Lineage plasticity in small cell lung cancer generates non- neuroendocrine cells primed for vascular mimicry

Abstract

Small cell lung cancer (SCLC) is a highly aggressive neuroendocrine (NE) cancer with rapid and widespread metastasis and a dismal prognosis measurable only in months. The inherent lack of tumor biopsies has limited our understanding of SCLC phenotypic heterogeneity, and except for the addition of Immune Checkpoint Inhibitors the therapeutic strategy has remained largely unchanged for decades. We are investigating Vascular Mimicry (VM) in SCLC, which is linked to poor prognosis and may provide a novel therapeutic opportunity1. VM describes the ability of aggressive tumor cells to undergo trans-endothelial differentiation, enabling angiogenesis-independent tumor vascularization. We hypothesize that, via extracellular matrix (ECM) remodeling, VM provides a favorable tumor microenvironment (TME) to support tumor progression and metastasis.
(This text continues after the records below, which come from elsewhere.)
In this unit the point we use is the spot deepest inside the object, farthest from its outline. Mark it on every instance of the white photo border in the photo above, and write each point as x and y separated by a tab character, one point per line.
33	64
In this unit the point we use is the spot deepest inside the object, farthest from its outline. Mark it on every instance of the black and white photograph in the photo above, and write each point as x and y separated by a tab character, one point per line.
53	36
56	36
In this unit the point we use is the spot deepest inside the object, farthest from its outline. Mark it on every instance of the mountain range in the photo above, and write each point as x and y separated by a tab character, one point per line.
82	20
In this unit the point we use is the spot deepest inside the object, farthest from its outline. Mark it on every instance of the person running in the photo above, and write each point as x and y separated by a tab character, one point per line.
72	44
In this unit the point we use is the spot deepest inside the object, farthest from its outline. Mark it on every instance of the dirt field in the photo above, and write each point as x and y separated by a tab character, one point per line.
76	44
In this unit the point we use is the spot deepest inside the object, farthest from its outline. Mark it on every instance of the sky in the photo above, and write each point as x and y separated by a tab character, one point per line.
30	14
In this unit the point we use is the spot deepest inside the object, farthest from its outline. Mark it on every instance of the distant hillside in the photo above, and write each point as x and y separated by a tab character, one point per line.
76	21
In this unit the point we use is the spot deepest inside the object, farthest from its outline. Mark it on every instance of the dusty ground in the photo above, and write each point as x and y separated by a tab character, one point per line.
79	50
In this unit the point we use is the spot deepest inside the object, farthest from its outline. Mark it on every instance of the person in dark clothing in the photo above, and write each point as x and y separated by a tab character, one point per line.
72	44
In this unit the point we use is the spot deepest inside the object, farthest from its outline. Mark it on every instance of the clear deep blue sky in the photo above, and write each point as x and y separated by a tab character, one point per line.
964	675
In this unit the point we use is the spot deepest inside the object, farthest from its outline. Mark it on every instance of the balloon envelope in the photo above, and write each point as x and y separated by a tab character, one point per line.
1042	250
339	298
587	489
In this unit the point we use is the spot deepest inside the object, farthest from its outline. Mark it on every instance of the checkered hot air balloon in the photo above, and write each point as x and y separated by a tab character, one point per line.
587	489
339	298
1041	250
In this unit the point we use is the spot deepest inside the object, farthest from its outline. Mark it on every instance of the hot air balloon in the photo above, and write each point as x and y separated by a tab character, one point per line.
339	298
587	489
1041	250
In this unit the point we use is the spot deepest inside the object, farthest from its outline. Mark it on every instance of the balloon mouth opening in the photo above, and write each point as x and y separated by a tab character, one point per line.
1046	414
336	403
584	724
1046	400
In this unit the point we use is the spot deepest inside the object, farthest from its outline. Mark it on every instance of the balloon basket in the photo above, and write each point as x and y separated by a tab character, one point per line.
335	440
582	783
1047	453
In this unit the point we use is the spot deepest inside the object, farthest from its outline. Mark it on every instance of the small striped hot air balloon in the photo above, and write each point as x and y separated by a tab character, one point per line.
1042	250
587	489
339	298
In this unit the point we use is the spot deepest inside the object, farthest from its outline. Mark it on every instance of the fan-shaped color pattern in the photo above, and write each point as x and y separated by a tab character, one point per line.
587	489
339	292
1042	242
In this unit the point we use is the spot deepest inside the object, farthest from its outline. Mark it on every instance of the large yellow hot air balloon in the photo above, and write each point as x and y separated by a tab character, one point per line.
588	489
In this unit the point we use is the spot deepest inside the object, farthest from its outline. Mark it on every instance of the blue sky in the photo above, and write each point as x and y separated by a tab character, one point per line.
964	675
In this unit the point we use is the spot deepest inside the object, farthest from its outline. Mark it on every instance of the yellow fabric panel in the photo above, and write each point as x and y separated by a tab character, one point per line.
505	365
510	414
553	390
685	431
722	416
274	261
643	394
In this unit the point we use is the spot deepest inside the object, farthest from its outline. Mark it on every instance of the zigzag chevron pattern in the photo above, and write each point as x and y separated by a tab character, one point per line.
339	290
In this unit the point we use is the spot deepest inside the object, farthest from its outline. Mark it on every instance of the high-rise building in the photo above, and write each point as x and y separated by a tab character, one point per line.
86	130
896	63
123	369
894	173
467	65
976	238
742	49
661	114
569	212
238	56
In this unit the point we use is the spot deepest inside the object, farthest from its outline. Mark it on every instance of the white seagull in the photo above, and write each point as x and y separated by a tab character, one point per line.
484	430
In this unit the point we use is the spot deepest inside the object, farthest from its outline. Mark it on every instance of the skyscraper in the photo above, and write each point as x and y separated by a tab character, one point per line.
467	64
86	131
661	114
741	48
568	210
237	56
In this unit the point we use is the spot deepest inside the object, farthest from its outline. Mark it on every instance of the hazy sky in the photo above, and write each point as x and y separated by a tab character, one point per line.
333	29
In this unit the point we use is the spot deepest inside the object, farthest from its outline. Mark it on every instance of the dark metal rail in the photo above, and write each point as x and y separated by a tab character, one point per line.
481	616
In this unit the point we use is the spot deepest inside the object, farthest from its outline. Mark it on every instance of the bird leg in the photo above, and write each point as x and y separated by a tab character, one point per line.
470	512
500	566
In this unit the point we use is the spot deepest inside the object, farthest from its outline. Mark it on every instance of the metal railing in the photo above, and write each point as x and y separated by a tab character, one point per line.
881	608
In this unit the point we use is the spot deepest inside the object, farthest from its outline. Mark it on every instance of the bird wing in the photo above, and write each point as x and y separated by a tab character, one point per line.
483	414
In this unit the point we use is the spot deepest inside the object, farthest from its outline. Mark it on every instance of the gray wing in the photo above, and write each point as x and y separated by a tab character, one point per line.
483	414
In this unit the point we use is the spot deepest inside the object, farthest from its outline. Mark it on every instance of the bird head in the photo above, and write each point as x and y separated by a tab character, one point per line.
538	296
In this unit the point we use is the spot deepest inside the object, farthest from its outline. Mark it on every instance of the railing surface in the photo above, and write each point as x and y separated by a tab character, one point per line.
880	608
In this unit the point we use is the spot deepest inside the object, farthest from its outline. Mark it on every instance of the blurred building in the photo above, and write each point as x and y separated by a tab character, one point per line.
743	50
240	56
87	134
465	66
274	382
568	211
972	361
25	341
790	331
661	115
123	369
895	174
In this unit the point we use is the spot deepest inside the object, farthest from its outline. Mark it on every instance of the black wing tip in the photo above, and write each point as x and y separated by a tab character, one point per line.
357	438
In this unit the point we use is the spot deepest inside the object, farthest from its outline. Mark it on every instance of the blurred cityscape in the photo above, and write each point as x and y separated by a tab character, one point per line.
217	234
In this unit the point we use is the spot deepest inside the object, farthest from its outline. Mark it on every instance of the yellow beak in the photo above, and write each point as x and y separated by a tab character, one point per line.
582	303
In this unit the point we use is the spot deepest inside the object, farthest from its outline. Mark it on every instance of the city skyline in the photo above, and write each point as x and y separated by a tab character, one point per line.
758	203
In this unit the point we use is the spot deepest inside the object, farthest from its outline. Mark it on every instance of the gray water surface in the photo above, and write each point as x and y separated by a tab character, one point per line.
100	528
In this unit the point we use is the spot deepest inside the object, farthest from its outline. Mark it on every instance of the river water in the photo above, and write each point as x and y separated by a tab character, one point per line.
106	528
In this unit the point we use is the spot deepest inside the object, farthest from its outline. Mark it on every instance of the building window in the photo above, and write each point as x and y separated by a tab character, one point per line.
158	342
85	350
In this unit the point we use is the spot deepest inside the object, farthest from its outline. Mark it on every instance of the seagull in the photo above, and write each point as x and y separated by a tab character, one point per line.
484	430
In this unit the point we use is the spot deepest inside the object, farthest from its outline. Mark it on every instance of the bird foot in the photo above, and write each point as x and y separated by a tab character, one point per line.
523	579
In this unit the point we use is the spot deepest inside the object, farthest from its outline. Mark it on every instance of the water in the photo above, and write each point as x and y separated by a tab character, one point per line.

We explored SCLC VM competency and molecular mechanisms underpinning this using histopathology and transcriptomic and proteomic analyses of NE and non-NE SCLC cells in patient faithful Circulating Tumor Cell (CTC)-Derived eXplant (CDX)2,3 models and genetically-engineered mouse models (GEMMs). We demonstrate that within human and murine SCLC tumors in vivo and ex vivo the non-NE cells, unlike NE cells, are VM competent. NE SCLC cells in an ASCL1-expressing CDX model undergo a Notch-driven transition to a non-NE phenotype. We show that non-NE cells are transcriptionally primed to undergo VM and express gene signatures consistent with pseudohypoxia, blood vessel development and extracellular matrix (ECM) organization. These cells undergo post-translational modification of proteins involved in cell-cell and cell-ECM adhesion including a VM-specific glycosylation of integrin β1. On Matrigel VM-primed non-NE cells remodeled the ECM forming tubular networks, an established surrogate assay for VM competence. Integrin β1 blockade impedes VM in vitro by inhibiting non-NE cell collagen adhesion and thus ECM remodeling. This previously unrecognized functional intratumoral heterogeneity in SCLC supports therapeutic co-targeting of NE and non-NE cells to curtail VM-supported tumor growth and metastasis. The ultimate aim is to identify targetable therapeutic options with which to inhibit VM to improve outcomes for patients with SCLC.